I needed to do this recursively, and here's what I came up with:
find -type f | while read l; do iconv -s -f utf-16le -t utf-8 "$l" | nl -s "$l: " | cut -c7- | grep 'somestring'; done
This is absolutely horrible and very slow; I'm certain there's a better way and I hope someone can improve on it -- but I was in a hurry :P
What the pieces do:
find -type f
gives a recursive list of filenames with paths relative to current
while read l; do ... done
Bash loop; for each line of the list of file paths, put the path into $l
and do the thing in the loop. (Why I used a shell loop instead of xargs, which would've been much faster: I need to prefix each line of the output with the name of the current file. Couldn't think of a way to do that if I was feeding multiple files at once to iconv, and since I'm going to be doing one file at a time anyway, shell loop is easier syntax/escaping.)

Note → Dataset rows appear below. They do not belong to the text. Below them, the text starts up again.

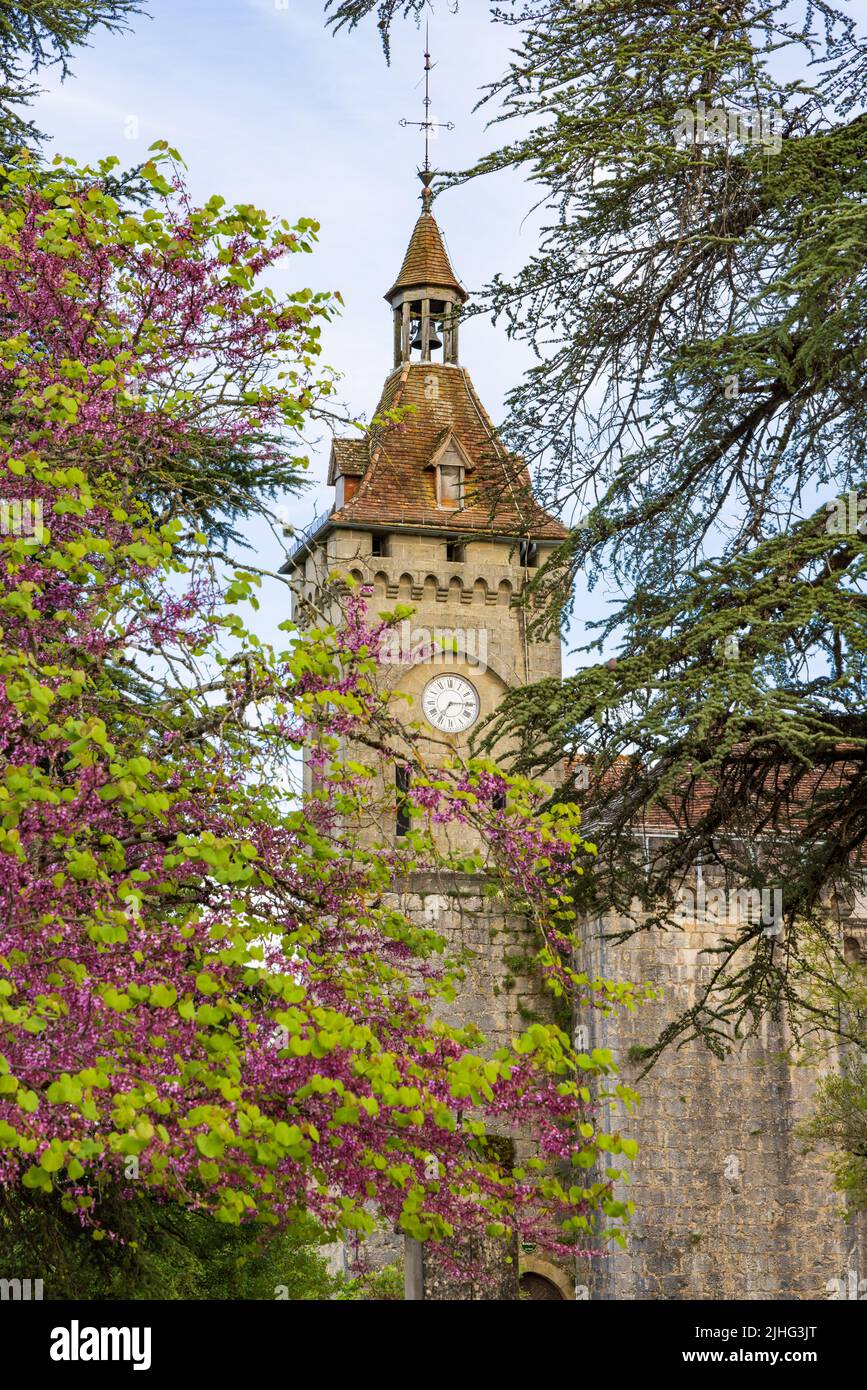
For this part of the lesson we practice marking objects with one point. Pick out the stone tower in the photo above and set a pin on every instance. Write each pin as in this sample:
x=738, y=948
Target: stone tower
x=435, y=512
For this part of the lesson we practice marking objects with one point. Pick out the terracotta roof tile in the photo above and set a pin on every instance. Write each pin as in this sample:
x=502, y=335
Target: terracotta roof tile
x=349, y=459
x=427, y=260
x=399, y=487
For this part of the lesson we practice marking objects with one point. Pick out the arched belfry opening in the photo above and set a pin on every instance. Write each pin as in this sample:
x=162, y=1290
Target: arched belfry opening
x=427, y=296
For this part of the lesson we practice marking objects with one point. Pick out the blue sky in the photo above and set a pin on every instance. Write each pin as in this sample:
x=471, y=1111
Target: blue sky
x=267, y=106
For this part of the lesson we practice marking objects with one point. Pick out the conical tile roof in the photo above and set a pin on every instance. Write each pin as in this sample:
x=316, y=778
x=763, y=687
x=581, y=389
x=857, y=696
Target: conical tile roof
x=427, y=262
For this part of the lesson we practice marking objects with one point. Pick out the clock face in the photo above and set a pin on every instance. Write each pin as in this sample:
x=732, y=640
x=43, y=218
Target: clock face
x=450, y=704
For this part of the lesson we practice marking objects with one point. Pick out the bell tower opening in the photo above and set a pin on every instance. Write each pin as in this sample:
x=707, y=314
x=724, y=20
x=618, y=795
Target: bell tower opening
x=427, y=296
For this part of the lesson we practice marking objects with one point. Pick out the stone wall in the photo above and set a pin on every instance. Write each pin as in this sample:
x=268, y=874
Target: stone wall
x=727, y=1203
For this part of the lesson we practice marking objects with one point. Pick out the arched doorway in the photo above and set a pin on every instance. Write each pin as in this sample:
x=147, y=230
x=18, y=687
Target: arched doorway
x=537, y=1286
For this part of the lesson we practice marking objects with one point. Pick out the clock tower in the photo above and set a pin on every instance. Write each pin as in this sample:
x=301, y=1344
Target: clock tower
x=431, y=510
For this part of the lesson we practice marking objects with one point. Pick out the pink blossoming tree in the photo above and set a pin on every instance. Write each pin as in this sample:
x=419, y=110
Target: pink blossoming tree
x=206, y=993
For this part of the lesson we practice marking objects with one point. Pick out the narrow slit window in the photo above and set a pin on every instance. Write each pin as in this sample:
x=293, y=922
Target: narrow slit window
x=402, y=783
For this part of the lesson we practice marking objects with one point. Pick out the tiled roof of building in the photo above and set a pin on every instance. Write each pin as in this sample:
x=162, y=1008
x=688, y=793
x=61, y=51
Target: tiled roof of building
x=399, y=487
x=427, y=260
x=349, y=459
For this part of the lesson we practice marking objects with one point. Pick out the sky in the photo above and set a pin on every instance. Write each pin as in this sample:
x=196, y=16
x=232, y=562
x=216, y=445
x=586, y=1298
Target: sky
x=267, y=106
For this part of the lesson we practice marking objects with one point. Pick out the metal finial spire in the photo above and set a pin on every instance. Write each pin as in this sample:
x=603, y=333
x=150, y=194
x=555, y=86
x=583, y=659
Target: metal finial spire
x=428, y=127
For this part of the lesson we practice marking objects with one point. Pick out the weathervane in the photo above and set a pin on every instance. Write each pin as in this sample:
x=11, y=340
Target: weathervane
x=428, y=125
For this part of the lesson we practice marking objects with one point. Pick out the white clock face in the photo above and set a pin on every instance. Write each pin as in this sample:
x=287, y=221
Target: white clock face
x=450, y=704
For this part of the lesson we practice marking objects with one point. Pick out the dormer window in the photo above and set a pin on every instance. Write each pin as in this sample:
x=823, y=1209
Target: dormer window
x=450, y=467
x=450, y=485
x=528, y=553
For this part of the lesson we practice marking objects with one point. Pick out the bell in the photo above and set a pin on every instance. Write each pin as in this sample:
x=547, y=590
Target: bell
x=432, y=339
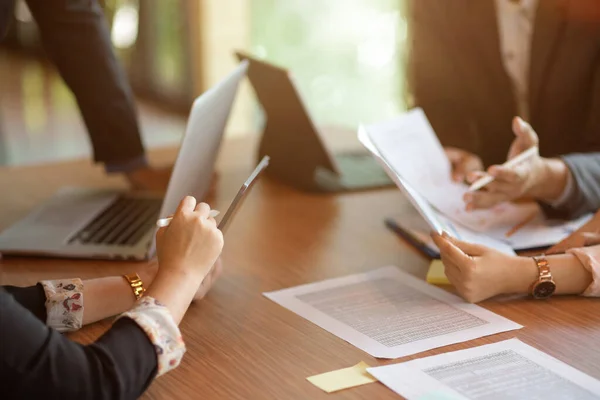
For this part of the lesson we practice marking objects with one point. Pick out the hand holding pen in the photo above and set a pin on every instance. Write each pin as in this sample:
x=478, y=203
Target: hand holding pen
x=524, y=175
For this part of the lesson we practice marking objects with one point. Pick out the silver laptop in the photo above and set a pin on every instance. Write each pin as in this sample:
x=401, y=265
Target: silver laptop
x=89, y=223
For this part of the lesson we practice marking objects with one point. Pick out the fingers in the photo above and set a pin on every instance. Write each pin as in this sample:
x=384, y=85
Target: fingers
x=450, y=251
x=524, y=132
x=186, y=205
x=468, y=164
x=525, y=137
x=471, y=249
x=476, y=175
x=202, y=209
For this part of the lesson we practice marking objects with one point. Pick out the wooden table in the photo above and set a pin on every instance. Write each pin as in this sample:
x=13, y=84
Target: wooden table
x=243, y=346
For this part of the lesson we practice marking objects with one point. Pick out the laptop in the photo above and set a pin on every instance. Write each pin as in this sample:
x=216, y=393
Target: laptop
x=299, y=156
x=91, y=223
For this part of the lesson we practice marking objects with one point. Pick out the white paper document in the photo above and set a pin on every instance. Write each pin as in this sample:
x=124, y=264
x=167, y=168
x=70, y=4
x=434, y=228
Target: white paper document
x=504, y=371
x=389, y=313
x=433, y=218
x=411, y=148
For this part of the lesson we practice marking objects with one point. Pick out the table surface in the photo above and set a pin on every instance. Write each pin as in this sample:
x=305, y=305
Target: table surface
x=242, y=345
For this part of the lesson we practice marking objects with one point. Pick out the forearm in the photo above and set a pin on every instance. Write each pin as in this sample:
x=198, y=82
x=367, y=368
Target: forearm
x=176, y=291
x=568, y=273
x=106, y=297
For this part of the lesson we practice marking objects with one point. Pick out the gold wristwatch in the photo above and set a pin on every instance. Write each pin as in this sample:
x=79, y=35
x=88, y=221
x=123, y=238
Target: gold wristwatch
x=136, y=284
x=544, y=287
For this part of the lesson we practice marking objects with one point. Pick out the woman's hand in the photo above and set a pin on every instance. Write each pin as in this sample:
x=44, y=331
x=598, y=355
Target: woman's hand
x=477, y=272
x=536, y=177
x=192, y=242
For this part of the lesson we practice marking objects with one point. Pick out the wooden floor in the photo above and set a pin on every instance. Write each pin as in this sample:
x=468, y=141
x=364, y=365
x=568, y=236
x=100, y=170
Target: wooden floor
x=40, y=121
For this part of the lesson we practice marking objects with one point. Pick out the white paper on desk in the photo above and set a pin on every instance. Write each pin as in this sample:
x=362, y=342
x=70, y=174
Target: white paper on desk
x=436, y=221
x=389, y=313
x=504, y=370
x=413, y=151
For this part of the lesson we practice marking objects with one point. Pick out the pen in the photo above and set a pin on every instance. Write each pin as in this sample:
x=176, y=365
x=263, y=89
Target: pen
x=524, y=156
x=161, y=223
x=413, y=241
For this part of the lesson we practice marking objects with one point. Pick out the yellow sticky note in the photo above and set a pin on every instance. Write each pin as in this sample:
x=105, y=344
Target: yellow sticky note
x=436, y=275
x=343, y=378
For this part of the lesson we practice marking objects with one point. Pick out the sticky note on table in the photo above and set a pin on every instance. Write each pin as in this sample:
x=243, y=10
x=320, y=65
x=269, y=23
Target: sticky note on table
x=343, y=378
x=436, y=274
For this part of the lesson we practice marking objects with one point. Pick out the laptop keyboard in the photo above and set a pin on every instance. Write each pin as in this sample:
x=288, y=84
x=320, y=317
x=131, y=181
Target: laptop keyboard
x=123, y=223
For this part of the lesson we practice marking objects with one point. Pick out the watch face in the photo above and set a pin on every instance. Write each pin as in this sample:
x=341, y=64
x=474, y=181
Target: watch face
x=543, y=290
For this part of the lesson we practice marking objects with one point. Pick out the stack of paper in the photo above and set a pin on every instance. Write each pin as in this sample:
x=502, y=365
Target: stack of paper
x=412, y=155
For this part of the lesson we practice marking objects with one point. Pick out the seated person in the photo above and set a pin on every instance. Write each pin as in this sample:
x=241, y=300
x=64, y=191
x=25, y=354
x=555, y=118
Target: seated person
x=472, y=66
x=478, y=272
x=566, y=186
x=36, y=361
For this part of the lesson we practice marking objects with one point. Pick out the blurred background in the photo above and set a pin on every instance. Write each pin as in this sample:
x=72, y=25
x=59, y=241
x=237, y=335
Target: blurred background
x=347, y=57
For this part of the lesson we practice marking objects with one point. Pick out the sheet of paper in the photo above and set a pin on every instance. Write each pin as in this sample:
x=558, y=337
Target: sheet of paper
x=505, y=370
x=343, y=378
x=421, y=205
x=411, y=148
x=389, y=313
x=436, y=274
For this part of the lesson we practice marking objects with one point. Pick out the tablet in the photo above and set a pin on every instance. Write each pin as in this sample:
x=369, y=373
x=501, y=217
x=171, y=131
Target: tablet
x=242, y=194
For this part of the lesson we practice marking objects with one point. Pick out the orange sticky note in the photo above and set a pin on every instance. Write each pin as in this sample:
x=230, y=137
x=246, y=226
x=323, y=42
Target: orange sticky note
x=343, y=378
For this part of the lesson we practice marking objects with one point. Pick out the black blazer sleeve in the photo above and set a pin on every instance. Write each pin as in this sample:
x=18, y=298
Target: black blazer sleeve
x=38, y=362
x=33, y=298
x=76, y=37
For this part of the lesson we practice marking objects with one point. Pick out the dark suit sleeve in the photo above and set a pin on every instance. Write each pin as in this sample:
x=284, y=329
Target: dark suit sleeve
x=33, y=298
x=433, y=83
x=38, y=362
x=76, y=37
x=585, y=196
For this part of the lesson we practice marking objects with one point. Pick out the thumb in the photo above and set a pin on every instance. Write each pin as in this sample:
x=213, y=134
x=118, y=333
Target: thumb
x=468, y=248
x=525, y=137
x=187, y=205
x=591, y=238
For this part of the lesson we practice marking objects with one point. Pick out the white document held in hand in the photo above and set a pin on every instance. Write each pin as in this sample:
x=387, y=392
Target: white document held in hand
x=411, y=148
x=508, y=370
x=389, y=313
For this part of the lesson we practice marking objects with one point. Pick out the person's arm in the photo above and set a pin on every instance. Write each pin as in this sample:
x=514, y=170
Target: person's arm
x=76, y=37
x=478, y=272
x=36, y=361
x=101, y=297
x=583, y=195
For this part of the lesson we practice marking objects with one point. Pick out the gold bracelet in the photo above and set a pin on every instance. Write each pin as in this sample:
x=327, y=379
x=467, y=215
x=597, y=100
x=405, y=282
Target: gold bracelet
x=136, y=284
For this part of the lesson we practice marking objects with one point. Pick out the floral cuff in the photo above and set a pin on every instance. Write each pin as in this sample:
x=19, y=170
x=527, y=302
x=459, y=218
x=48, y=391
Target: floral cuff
x=593, y=266
x=156, y=321
x=64, y=304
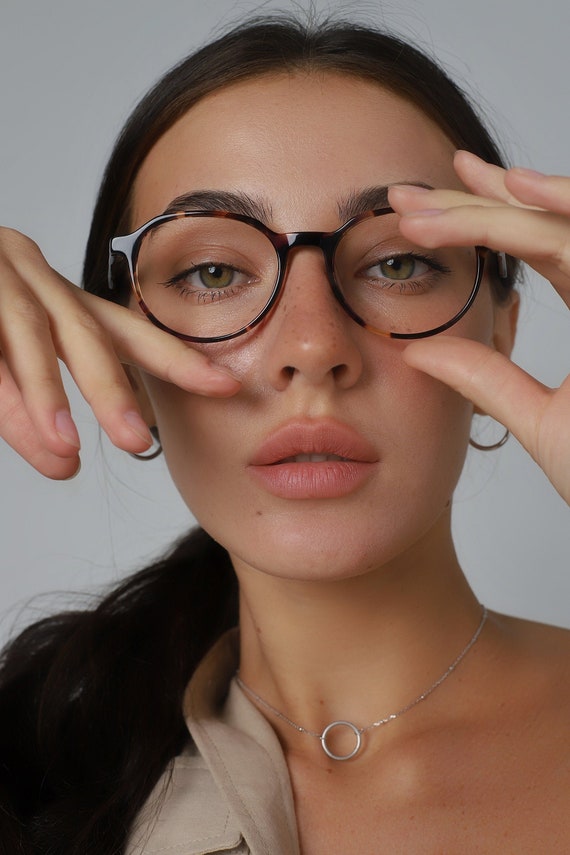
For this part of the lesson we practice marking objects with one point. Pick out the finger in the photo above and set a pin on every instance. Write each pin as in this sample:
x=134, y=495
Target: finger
x=18, y=430
x=539, y=238
x=485, y=180
x=139, y=342
x=113, y=335
x=30, y=365
x=551, y=192
x=501, y=389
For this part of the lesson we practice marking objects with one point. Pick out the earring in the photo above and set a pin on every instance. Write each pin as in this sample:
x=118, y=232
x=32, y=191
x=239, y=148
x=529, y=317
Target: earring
x=493, y=446
x=154, y=451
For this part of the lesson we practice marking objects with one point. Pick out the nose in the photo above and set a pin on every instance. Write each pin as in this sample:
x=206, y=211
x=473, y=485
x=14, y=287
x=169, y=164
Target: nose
x=308, y=336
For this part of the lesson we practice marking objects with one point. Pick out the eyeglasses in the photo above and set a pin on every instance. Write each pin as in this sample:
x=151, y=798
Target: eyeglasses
x=208, y=276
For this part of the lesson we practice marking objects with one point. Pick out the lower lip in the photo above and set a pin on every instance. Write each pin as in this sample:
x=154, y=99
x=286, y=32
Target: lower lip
x=329, y=479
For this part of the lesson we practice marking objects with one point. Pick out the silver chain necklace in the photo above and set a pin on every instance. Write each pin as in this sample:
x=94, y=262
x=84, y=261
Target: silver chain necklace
x=358, y=731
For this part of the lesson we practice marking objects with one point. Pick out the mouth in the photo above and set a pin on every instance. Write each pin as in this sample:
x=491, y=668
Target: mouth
x=311, y=458
x=307, y=459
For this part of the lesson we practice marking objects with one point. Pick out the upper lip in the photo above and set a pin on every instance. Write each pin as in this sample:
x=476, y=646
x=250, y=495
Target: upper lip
x=323, y=436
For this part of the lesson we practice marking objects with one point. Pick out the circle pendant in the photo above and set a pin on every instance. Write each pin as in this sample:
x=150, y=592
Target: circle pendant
x=327, y=730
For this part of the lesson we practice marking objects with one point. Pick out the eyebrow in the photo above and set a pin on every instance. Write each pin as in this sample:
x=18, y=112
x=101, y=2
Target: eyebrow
x=370, y=198
x=221, y=200
x=354, y=204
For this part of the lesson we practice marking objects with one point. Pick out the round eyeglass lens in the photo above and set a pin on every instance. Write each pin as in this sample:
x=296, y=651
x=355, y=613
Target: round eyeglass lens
x=205, y=277
x=394, y=286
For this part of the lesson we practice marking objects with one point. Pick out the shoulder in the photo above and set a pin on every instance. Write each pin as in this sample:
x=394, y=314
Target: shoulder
x=187, y=814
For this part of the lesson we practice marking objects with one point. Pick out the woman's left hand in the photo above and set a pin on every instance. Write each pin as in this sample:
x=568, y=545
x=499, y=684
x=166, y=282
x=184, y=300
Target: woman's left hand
x=527, y=215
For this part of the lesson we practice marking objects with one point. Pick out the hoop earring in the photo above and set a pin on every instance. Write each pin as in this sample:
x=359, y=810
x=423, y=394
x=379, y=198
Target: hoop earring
x=494, y=445
x=154, y=451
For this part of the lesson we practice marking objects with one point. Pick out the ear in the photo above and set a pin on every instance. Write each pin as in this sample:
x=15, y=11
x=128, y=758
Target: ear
x=138, y=387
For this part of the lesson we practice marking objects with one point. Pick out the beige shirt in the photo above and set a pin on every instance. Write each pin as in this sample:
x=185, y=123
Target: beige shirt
x=230, y=791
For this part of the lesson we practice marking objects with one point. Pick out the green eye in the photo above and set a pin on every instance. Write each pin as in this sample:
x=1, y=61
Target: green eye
x=400, y=267
x=216, y=276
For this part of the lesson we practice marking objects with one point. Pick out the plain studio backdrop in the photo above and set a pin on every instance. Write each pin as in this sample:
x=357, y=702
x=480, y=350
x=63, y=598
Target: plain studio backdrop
x=71, y=71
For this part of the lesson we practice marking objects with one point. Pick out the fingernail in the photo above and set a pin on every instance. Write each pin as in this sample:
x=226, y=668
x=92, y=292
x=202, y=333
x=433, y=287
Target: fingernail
x=427, y=212
x=138, y=425
x=75, y=474
x=66, y=429
x=413, y=188
x=529, y=173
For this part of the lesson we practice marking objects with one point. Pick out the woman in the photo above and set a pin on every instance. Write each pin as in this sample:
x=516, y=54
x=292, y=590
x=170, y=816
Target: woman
x=291, y=211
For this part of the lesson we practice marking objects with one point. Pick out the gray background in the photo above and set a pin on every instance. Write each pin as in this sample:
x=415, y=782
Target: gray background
x=70, y=71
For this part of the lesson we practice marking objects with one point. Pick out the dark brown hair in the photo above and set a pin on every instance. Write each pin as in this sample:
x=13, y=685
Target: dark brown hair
x=91, y=701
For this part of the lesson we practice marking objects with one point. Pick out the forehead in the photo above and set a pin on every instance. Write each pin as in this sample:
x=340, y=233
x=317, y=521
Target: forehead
x=298, y=143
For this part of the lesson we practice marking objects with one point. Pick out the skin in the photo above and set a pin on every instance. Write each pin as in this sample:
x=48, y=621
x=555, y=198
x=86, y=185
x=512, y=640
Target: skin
x=346, y=605
x=359, y=582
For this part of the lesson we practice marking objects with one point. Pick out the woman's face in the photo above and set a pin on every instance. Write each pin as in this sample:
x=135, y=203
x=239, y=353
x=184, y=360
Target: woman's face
x=313, y=381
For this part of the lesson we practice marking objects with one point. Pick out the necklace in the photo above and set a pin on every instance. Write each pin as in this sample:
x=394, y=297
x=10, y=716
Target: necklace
x=358, y=731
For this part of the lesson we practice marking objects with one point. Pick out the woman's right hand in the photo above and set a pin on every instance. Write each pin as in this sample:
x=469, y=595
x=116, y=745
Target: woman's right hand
x=44, y=317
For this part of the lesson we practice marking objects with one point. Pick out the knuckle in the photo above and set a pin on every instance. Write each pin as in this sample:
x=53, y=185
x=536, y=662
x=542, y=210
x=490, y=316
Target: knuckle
x=27, y=310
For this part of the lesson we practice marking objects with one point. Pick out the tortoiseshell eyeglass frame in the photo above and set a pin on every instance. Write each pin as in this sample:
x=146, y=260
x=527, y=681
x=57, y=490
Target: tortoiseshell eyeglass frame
x=128, y=247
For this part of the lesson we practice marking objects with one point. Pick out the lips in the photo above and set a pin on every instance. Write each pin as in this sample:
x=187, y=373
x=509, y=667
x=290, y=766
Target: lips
x=313, y=459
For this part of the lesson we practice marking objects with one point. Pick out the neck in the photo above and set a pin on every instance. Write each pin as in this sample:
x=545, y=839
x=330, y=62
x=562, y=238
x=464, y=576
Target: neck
x=358, y=649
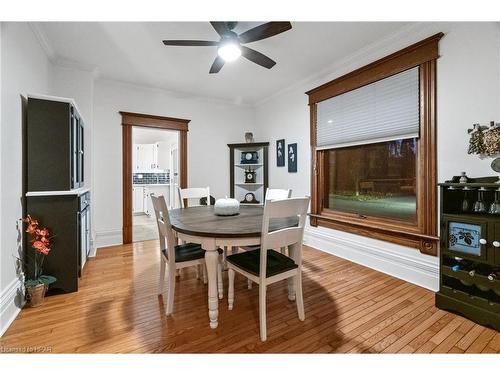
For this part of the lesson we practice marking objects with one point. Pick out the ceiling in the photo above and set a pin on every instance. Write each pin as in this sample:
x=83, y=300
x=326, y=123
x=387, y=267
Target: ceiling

iconv -s -f utf-16le -t utf-8 "$l"
Convert the file named in $l
: assume the input file is utf-16 little-endian and convert it to utf-8. The -s
makes iconv shut up about any conversion errors (there will be a lot, because some files in this directory structure are not utf-16). The output from this conversion goes to stdout.
nl -s "$l: " | cut -c7-
This is a hack: nl
inserts line numbers, but it happens to have a "use this arbitrary string to separate the number from the line" parameter, so I put the filename (followed by colon and space) in that. Then I use cut
to strip off the line number, leaving just the filename prefix. (Why I didn't use sed
: escaping is much easier this way. If I used a sed expression, I have to worry about there regular expression characters in the filenames, which in my case there were a lot of. nl
is much dumber than sed
, and will just take the parameter -s
entirely literally, and the shell handles the escaping for me.)
So, by the end of this pipeline, I've converted a bunch of files into lines of utf-8, prefixed with the filename, which I then grep. If there are matches, I can tell which file they're in from the prefix.
Caveats
- This is much, much slower than
grep -R
, because I'm spawning a new copy of iconv
, nl
, cut
, and grep
for every single file. It's horrible.
- Everything that isn't utf-16le input will come out as complete garbage, so if there's a normal ASCII file that contains 'somestring', this command won't report it -- you need to do a normal
grep -R
as well as this command (and if you have multiple unicode encoding types, like some big-endian and some little-endian files, you need to adjust this command and run it again for each different encoding).
- Files whose name happens to contain 'somestring' will show up in the output, even if their contents have no matches.